Mykonos is well known for its nightlife. Paradise Beach and Super Paradise Beach are places where world-famous DJs spin tunes for tourists and locals alike. It also offers over 25 beautiful beaches, although it is considered rather expensive. The island’s interior consists of small, traditional villages, complete with authentic tavernas and historic buildings. You can also enjoy diving, mountain biking, hiking and swimming in addition to water sports.
A sunny paradise near the sea, Corfu has much untouched land with lots of greenery and perfect beaches. The coastline is rugged and more dramatic than other islands. The Old Town is a Unesco World Heritage site, and the two fortresses which dominate the harbour also provide a stunning panoramic view of the city.
The former capital of modern Greece, Nafplio has a wonderful setting and delightful architecture, with its beauty attracting many tourists and locals alike. It has historic streets and a picturesque harbour.

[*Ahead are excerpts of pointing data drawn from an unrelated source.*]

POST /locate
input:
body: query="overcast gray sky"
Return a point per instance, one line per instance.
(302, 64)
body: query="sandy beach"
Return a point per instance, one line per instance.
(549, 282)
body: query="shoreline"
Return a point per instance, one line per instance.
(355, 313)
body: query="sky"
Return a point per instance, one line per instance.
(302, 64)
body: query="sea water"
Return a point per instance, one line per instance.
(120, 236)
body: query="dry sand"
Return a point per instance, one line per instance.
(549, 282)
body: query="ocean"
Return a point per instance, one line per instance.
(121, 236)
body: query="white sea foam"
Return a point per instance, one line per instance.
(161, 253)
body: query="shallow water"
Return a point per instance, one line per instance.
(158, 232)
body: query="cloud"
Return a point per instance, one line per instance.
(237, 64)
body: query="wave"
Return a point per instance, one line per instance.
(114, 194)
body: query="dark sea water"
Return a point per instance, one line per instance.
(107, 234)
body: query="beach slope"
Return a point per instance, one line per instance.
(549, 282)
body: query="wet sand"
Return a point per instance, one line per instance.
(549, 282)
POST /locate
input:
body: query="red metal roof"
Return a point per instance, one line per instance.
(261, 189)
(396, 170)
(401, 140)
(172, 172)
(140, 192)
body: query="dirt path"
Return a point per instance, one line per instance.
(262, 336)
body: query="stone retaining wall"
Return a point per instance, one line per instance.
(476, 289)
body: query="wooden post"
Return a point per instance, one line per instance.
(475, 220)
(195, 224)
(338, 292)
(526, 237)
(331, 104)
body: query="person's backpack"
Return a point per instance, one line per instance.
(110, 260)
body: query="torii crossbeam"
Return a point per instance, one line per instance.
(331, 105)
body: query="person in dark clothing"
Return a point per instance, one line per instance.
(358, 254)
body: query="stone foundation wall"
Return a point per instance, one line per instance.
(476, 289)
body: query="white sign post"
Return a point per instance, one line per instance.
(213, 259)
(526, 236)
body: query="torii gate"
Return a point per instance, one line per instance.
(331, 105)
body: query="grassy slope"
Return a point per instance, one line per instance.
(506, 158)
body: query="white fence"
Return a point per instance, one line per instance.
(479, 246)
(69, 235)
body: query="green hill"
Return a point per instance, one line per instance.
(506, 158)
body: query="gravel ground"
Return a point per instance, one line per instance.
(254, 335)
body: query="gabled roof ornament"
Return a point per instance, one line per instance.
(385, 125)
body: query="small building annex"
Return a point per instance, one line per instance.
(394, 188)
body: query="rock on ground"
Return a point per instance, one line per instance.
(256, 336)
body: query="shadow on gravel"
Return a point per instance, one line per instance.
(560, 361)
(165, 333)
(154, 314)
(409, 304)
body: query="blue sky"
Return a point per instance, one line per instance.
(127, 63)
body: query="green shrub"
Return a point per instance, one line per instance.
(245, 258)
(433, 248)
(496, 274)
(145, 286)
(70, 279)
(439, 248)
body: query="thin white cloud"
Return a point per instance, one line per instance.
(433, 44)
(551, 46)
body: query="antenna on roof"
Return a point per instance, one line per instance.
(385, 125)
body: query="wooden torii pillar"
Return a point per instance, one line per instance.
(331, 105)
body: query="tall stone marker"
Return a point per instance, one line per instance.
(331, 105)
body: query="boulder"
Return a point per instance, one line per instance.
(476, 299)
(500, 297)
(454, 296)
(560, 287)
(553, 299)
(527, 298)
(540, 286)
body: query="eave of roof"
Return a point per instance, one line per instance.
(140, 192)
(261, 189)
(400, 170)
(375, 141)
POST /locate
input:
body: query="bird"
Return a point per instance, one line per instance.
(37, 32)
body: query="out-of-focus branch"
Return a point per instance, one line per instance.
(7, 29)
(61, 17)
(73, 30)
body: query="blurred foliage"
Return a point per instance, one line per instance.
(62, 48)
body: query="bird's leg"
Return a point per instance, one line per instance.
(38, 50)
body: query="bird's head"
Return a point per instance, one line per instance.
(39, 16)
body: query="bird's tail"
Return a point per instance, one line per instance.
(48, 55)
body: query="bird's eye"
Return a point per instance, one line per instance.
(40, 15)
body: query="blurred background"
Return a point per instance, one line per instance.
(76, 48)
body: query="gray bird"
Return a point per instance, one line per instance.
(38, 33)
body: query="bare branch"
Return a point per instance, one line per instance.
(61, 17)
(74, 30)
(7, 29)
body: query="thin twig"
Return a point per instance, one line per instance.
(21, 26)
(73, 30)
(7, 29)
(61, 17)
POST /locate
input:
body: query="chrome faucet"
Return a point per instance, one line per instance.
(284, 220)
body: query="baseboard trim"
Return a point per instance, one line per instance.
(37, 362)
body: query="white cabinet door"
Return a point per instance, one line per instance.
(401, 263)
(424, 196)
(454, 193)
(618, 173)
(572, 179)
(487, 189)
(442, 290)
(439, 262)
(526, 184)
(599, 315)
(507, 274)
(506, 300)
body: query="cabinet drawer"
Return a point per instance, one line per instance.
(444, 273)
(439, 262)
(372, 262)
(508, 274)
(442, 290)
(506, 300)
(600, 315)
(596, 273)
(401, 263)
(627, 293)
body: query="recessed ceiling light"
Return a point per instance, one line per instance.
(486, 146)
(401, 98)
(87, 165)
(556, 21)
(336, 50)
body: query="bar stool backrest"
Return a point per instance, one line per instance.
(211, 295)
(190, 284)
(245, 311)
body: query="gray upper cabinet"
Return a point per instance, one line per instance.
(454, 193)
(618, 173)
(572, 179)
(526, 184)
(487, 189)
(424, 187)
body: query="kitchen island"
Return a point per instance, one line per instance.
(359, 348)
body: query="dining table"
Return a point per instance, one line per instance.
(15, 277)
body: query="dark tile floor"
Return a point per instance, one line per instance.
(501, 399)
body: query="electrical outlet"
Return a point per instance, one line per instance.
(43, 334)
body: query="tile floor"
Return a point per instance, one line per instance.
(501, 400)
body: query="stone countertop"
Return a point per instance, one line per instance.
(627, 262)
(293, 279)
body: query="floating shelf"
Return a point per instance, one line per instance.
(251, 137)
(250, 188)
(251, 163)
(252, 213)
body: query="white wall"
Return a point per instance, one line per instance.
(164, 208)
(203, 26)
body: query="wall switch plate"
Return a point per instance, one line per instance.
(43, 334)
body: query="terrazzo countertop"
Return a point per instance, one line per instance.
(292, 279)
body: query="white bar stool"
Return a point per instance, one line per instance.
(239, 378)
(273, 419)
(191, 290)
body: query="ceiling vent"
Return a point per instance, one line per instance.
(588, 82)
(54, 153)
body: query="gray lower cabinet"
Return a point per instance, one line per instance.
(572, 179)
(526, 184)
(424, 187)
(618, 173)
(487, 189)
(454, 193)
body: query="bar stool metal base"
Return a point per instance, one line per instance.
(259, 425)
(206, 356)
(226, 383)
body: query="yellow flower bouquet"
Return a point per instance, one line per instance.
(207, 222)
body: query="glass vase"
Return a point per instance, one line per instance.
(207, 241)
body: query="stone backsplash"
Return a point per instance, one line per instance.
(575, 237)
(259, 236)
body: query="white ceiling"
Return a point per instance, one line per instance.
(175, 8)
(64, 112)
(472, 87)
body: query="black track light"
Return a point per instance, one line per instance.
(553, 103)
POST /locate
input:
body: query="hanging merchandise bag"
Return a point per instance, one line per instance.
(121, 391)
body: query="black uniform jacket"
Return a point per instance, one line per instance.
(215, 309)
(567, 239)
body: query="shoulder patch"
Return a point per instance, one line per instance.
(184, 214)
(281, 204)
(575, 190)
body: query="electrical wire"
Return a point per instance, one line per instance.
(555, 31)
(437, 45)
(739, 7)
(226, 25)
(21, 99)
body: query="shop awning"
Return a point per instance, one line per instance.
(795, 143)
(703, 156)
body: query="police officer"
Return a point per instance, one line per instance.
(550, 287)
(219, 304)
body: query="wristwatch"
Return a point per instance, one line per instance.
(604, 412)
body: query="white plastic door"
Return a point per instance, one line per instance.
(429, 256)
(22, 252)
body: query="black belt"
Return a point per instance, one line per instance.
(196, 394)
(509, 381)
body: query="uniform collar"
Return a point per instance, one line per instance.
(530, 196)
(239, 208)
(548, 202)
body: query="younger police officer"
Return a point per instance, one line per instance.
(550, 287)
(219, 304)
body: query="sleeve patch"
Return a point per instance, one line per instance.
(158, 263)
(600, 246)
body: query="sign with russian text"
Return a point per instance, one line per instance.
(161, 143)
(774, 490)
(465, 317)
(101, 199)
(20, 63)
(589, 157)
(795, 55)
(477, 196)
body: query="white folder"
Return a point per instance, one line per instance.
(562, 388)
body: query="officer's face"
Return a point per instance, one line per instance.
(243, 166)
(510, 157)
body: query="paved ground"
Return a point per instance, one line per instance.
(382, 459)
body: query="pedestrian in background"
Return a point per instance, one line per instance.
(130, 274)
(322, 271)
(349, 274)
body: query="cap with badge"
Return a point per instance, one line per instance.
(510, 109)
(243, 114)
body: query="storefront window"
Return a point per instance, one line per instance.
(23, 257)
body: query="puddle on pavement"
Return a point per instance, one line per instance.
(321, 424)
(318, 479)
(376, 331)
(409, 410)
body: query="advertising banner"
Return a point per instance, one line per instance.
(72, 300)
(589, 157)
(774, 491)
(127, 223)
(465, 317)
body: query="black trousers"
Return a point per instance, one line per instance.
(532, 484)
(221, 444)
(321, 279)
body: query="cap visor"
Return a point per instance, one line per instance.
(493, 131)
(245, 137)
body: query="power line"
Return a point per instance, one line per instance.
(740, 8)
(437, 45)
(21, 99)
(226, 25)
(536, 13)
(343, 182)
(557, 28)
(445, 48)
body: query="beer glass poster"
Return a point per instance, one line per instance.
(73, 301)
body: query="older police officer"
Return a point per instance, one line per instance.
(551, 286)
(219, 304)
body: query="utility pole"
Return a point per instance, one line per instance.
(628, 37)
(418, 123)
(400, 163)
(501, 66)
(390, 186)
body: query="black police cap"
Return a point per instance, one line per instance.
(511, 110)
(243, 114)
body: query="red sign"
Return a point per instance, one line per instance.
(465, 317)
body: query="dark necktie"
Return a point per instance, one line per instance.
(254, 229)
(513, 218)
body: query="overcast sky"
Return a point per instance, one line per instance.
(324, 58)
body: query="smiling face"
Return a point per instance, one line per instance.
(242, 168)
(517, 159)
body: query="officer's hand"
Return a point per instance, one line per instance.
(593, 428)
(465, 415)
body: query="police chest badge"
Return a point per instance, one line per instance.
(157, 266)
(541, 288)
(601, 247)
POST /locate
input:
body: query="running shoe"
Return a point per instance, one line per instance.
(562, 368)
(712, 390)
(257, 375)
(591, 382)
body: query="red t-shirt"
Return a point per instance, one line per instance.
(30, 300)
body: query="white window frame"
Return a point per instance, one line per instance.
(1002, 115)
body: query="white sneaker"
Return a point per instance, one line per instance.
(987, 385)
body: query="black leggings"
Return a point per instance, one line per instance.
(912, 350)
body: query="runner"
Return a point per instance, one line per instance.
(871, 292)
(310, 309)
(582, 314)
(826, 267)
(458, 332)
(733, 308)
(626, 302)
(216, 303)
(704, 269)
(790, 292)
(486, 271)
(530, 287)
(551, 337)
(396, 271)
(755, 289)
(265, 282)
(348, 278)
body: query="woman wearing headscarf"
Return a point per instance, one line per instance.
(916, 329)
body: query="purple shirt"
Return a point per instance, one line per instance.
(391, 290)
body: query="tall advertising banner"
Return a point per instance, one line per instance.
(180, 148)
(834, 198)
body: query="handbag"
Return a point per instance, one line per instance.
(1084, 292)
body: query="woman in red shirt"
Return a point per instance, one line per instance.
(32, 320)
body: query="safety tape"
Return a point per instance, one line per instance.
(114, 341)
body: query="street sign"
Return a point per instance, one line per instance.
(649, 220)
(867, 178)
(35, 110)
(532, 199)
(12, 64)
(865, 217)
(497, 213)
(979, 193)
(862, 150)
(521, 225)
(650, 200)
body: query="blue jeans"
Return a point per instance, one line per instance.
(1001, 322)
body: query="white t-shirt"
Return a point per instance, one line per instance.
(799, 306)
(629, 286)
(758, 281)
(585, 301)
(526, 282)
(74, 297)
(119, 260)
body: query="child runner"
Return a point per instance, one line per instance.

This is the capital city of Crete and it offers a lovely Old Town that is fun and interesting to explore. There’s a fortress that juts out of the harbour as well as a lively waterfront. It’s also worth visiting the Palace of Knossos in addition to the plethora of museums. It also offers great shopping and wonderful restaurants.
Cities and places you should avoid
According to sources, there are some places in Greece that should be avoided and one such place is Malia. It’s considered dirty and noisy, home to many teen tourists and there’s a general lack of local or traditional food.
If you choose Greece as your new home you will be welcomed with beautiful warm weather and gorgeous beaches. The country is also rich in historic cityscapes, vibrant cultural scenes and to top it all off has a fast-developing economy. The cost of living there is low, although there are some varieties depending on which exact area you choose to live in.